13. TECHNOLOGY: Role of technology (in causing and solving env. problems)
a. Technology a major cause: Victims of our own success
b. Examples of high tech solutions to env. problems
i. Geo-engineering as response to climate change
(1) Gardner on geo-engineering
c. ***Why are high-technological solutions to environmental problems so attractive to many?
i. Belief in the scientist and engineer as “can-do guy”
ii. Promise solutions to env. problems w/o forcing us to change our values, ways of life or economic systems
d. Recent emphasis on “green energy” is a technological approach to solving env. problems
Study questions, Jamieson, Ch 1, 1-13
1. Explain the distinction between protecting nature and protecting the environment, using Harlem as an example.
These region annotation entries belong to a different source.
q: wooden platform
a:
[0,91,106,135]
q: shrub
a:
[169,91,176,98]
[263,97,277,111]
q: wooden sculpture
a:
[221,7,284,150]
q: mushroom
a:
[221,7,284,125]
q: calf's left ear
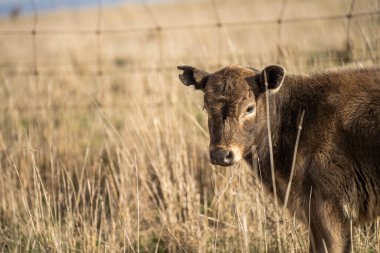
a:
[177,66,210,90]
[256,65,285,92]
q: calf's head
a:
[178,65,285,166]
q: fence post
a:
[343,0,355,63]
[30,0,39,77]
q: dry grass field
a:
[0,0,380,253]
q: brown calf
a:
[178,65,380,252]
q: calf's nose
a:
[210,149,235,166]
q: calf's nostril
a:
[224,151,234,163]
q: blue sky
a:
[0,0,166,16]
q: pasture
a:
[0,0,380,253]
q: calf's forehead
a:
[204,66,256,100]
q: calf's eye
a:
[246,105,255,114]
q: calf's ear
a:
[256,65,285,92]
[177,66,210,90]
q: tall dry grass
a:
[0,1,380,252]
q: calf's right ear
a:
[177,66,210,90]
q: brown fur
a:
[179,66,380,252]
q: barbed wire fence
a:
[0,0,380,110]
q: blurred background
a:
[0,0,380,252]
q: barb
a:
[95,0,103,76]
[30,0,38,76]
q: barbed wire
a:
[0,0,380,111]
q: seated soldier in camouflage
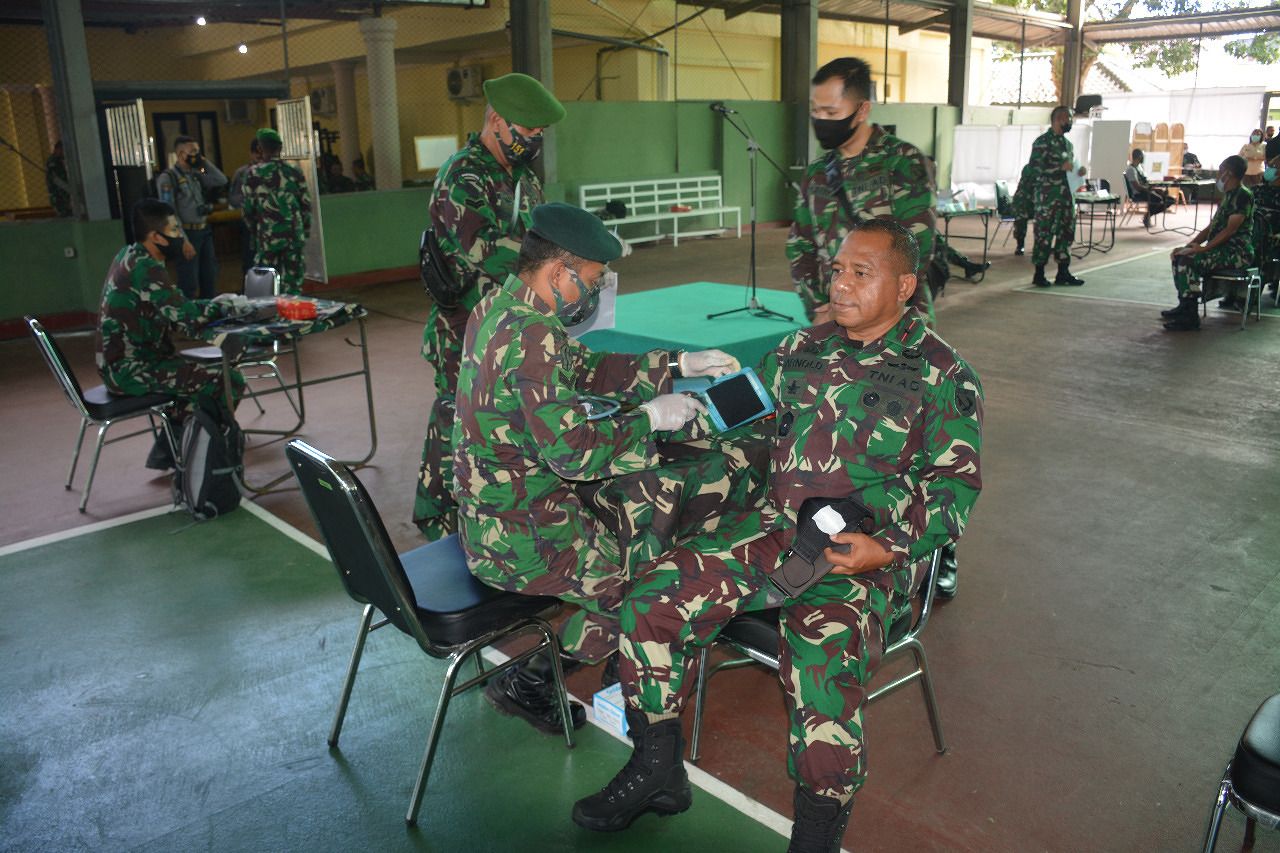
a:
[1160,154,1257,332]
[97,199,244,470]
[573,219,982,853]
[453,204,750,734]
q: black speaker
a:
[1075,95,1102,115]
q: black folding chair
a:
[284,439,573,826]
[27,315,177,512]
[689,548,947,761]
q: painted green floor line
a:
[0,510,785,852]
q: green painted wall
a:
[320,187,431,278]
[0,219,124,320]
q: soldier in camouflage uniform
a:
[1014,163,1036,255]
[45,140,72,216]
[96,199,244,470]
[787,56,937,323]
[1161,155,1257,332]
[413,74,564,539]
[453,204,749,733]
[1019,106,1084,287]
[573,220,982,853]
[243,127,311,293]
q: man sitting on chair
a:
[1160,154,1254,332]
[1124,149,1174,228]
[97,199,244,470]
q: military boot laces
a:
[1053,261,1084,287]
[484,663,586,735]
[787,785,854,853]
[573,708,692,833]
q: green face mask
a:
[552,266,603,325]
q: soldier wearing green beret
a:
[241,127,311,293]
[453,204,751,733]
[413,74,564,539]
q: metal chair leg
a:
[404,656,465,826]
[81,421,111,512]
[909,640,947,754]
[1204,765,1231,853]
[689,646,710,762]
[329,605,374,747]
[63,418,88,491]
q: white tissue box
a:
[591,684,627,738]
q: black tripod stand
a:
[707,101,794,321]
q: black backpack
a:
[173,402,244,521]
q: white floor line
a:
[241,501,329,560]
[243,501,791,838]
[0,503,175,557]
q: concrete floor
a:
[0,207,1280,850]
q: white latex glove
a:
[214,293,248,314]
[680,350,740,379]
[640,394,707,430]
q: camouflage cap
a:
[530,201,622,264]
[484,73,564,127]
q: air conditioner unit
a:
[311,86,338,115]
[223,99,253,124]
[445,65,484,101]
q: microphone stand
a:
[707,105,799,321]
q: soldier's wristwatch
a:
[667,350,685,379]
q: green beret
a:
[530,201,622,264]
[484,73,564,127]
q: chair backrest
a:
[244,266,280,300]
[27,314,92,420]
[284,439,431,649]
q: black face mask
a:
[498,122,543,165]
[812,109,861,151]
[156,234,182,263]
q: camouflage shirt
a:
[97,243,228,388]
[762,311,982,565]
[243,160,311,251]
[453,275,686,578]
[787,124,937,319]
[1028,131,1075,193]
[429,133,543,311]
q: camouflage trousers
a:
[458,443,763,662]
[253,242,307,296]
[413,307,470,539]
[1172,245,1254,301]
[1032,182,1075,266]
[620,511,923,800]
[102,357,244,417]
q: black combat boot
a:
[964,261,991,278]
[1053,261,1084,287]
[484,653,586,735]
[573,708,692,833]
[933,546,960,599]
[1165,296,1199,326]
[787,785,854,853]
[1160,296,1199,318]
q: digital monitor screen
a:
[704,375,768,427]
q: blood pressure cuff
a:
[417,228,463,309]
[769,497,873,598]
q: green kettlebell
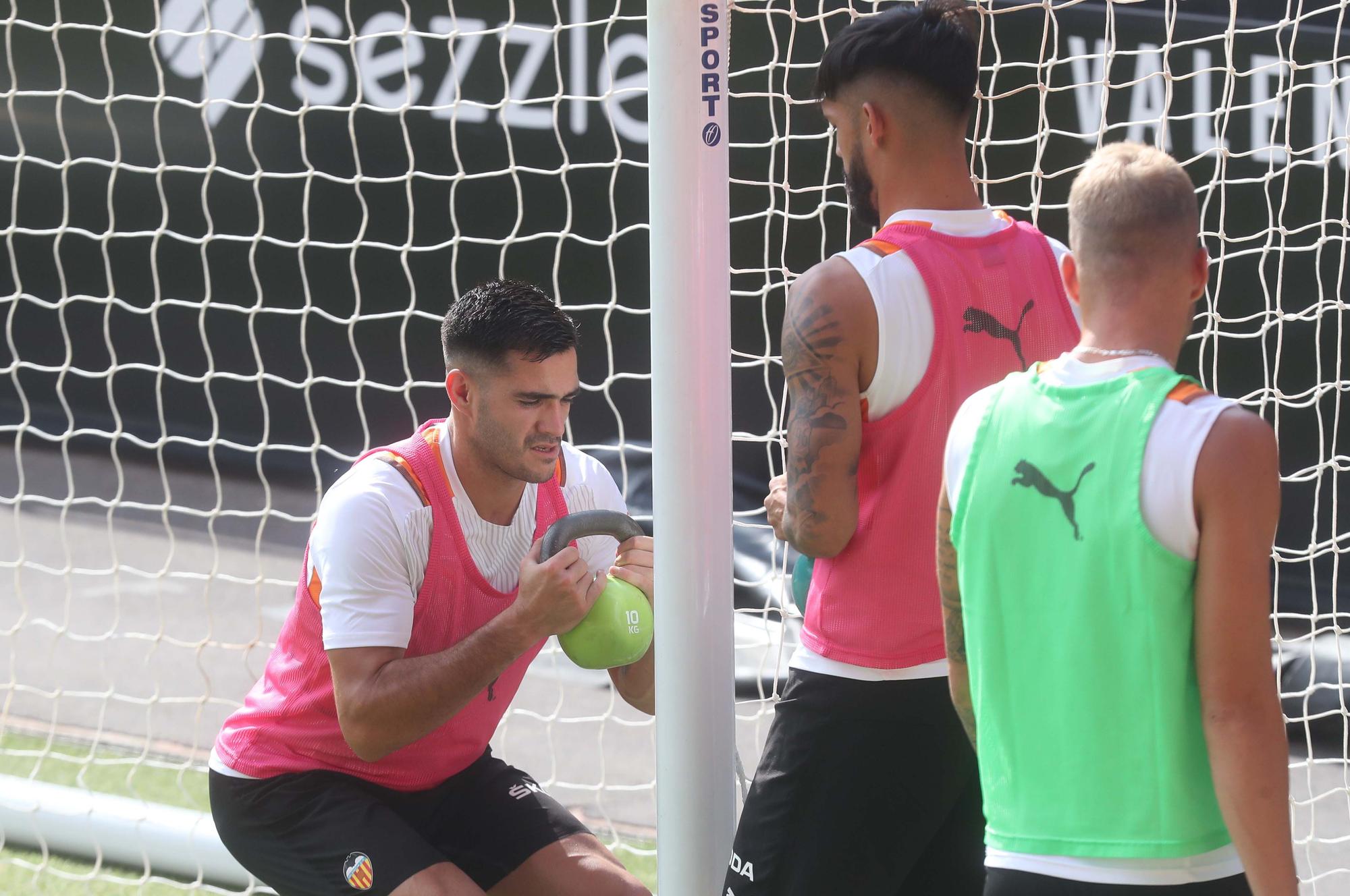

2. Explain some of William Cronon’s criticism of “wilderness environmentalism” (the tendency in environmentalism to focus on protecting special wild places). Do you agree with Cronon?
3. Are humans part of nature or not? Explain the considerations on each side of this issue and develop your own views on it. Discuss whether our environmental problems are due in part to people’s mistaken answer to this question.
4. Explain the difference between the idea that earth and its ecosystems are stable and the notion that they are delicately balanced. Which of these (if either) do you accept and why? What is Jamieson view on this matter?
5. In your own mind how important is technology as a cause of environmental problems and as a possible solution to them?